Nos tempos que correm, a correia dos moderados começa por ganhar a forma à direita. É quando o líder do partido da direita pede ao líder do maior partido da esquerda que modere as suas posições em nome do realismo necessário à salvação nacional. Depois o líder do maior partido da esquerda passa o testemunho aos críticos internos desse mesmo partido apelando a que moderem as suas posições em nome do realismo necessário. Estes críticos internos, por sua vez, apelam ao líder do segundo maior partido de esquerda para que também ele modere as suas posições em nome de um realismo igualmente necessário, receita que o líder do segundo maior partido igualmente prescreverá aos críticos internos do seu próprio partido, que, finalmente, fundarão um novo partido que replicará no seu interior a lógica de que inicialmente pretendia excluir-se.
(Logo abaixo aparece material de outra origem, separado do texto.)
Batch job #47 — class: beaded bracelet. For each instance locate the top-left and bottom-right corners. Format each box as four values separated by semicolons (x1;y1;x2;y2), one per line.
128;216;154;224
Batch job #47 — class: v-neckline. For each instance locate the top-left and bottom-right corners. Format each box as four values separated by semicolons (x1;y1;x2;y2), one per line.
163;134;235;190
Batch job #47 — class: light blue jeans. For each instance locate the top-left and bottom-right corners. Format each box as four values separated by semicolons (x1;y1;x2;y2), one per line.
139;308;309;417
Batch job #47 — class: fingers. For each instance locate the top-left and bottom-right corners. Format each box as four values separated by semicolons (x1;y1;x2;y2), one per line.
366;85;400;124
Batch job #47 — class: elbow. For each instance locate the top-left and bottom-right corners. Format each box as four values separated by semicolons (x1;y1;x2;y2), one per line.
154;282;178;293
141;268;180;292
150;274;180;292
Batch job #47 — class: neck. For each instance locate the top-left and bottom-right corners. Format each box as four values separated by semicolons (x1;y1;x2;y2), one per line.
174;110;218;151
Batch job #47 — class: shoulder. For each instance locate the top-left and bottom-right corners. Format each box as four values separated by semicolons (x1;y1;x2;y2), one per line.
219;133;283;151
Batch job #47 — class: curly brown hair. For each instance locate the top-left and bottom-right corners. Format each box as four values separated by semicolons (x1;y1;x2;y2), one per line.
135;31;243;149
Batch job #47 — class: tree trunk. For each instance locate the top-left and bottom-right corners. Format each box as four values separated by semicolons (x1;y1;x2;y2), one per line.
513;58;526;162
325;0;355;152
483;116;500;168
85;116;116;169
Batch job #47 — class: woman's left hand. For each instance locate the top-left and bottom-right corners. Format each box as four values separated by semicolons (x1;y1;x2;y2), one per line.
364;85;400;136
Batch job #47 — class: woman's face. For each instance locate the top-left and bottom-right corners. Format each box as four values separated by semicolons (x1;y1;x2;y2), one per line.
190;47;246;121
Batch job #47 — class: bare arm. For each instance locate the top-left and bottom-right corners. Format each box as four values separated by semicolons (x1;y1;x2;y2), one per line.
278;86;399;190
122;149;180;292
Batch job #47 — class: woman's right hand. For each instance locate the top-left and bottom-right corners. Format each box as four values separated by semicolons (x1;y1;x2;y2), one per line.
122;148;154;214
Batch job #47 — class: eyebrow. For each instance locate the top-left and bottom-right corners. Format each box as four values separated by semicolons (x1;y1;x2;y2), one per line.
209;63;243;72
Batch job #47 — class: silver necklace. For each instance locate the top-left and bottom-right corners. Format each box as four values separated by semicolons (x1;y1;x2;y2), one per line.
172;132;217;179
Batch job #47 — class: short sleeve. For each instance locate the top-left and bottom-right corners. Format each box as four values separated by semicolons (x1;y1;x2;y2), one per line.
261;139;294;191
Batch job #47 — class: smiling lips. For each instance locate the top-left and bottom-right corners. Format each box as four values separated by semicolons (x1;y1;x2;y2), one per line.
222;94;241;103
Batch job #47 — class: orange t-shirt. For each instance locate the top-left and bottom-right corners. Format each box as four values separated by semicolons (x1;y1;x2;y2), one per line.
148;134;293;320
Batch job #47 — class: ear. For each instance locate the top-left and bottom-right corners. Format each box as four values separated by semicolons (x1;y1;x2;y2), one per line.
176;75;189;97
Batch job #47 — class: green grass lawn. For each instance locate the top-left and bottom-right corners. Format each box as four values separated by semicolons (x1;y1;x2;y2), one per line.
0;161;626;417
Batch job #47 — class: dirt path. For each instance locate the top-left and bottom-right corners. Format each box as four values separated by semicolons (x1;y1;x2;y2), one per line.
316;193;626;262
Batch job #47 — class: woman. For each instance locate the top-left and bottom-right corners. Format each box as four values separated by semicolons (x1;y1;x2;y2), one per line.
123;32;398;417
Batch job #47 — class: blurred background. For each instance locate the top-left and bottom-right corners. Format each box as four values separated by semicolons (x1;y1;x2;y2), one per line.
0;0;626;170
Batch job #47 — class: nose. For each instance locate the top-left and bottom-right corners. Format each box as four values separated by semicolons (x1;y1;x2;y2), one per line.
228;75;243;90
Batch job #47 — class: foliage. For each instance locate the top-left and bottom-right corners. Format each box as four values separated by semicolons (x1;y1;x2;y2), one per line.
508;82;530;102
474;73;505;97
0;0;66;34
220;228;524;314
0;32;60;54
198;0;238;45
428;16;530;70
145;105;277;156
É certo que há quem simplesmente chame realismo a esta escalada de moderação. Mas o que está em jogo não é tanto uma clivagem entre realistas e irrealistas. E sim entre diferentes formas de ver a realidade. Veja-se o que acontece no debate em torno da questão da violência, que frequentemente serve para que se classifique uma parte da esquerda como moderada e uma outra como não-moderada. Do que neste debate se trata, não é tanto de uma oposição entre moderados não-violentos e imoderados violentos. Se perguntarem a um moderado não-violento – um daqueles que rapidamente se apresta a condenar as pedras atiradas por manifestantes atenienses contra a polícia grega porque encontra aí o gesto que inicia o caminho da sociedade rumo ao totalitarismo –, se lhe perguntarem se é contra a existência de forças policiais, ele muito provavelmente dirá que não. Ou seja, o nosso moderado não-violento não é contra a violência, mas sim a favor do monopólio estatal da violência, no qual surpreendentemente não vislumbra indício de qualquer perigo totalitário.
Um outro debate onde a divisão entre moderados e não-moderados tem feito caminho é o que se dá em torno da unidade ou não entre os partidos de esquerdas. Neste debate há os que, em nome de um realismo que seria necessário a fim de derrotar a direita, apelam à moderação dos que consideram imoderados. Aqui os moderados serão os que falam em nome do interesse geral das esquerdas contra a lógica dos interesses particulares que motivaria o núcleo dirigente dos partidos. Funcionam para a esquerda como os “independentes” funcionam para o todo do sistema partidário. Em ambos os casos é como se alguém, por falar em nome do interesse geral, deixasse de dar voz ao seu interesse particular. Não surpreende, por isso, que os adeptos da unidade de esquerda, do líder Gil Garcia ao politólogo André Freire, não acusem qualquer contradição quando decidem apelar à criação de um novo partido de modo a combater a… fragmentação partidária da esquerda.
Em suma, deveríamos não ter medo de começar a falar de realidade no plural. Existe a realidade tal como a observam os moderados e a realidade tal como a entendem os não-moderados. Tentar descobrir qual é a mais verdadeira não só resulta num exercício de ilusionismo como escamoteia o essencial da democracia: a disputa entre convicções diversas, cada qual implicando uma verdade, cada verdade implicando o seu realismo.
Ah, é verdade, o título desta crónica é uma homenagem ao vereador Nunes da Silva, um um moderado homem de esquerda, eleito nas listas de Helena Roseta e António Costa e que, segundo o jornal Público, pretende impedir taxistas sem boa apresentação (com mangas à cava e calção, exemplifica um bastonário de taxistas) de trabalharem na praça de táxis do aeroporto de Lisboa.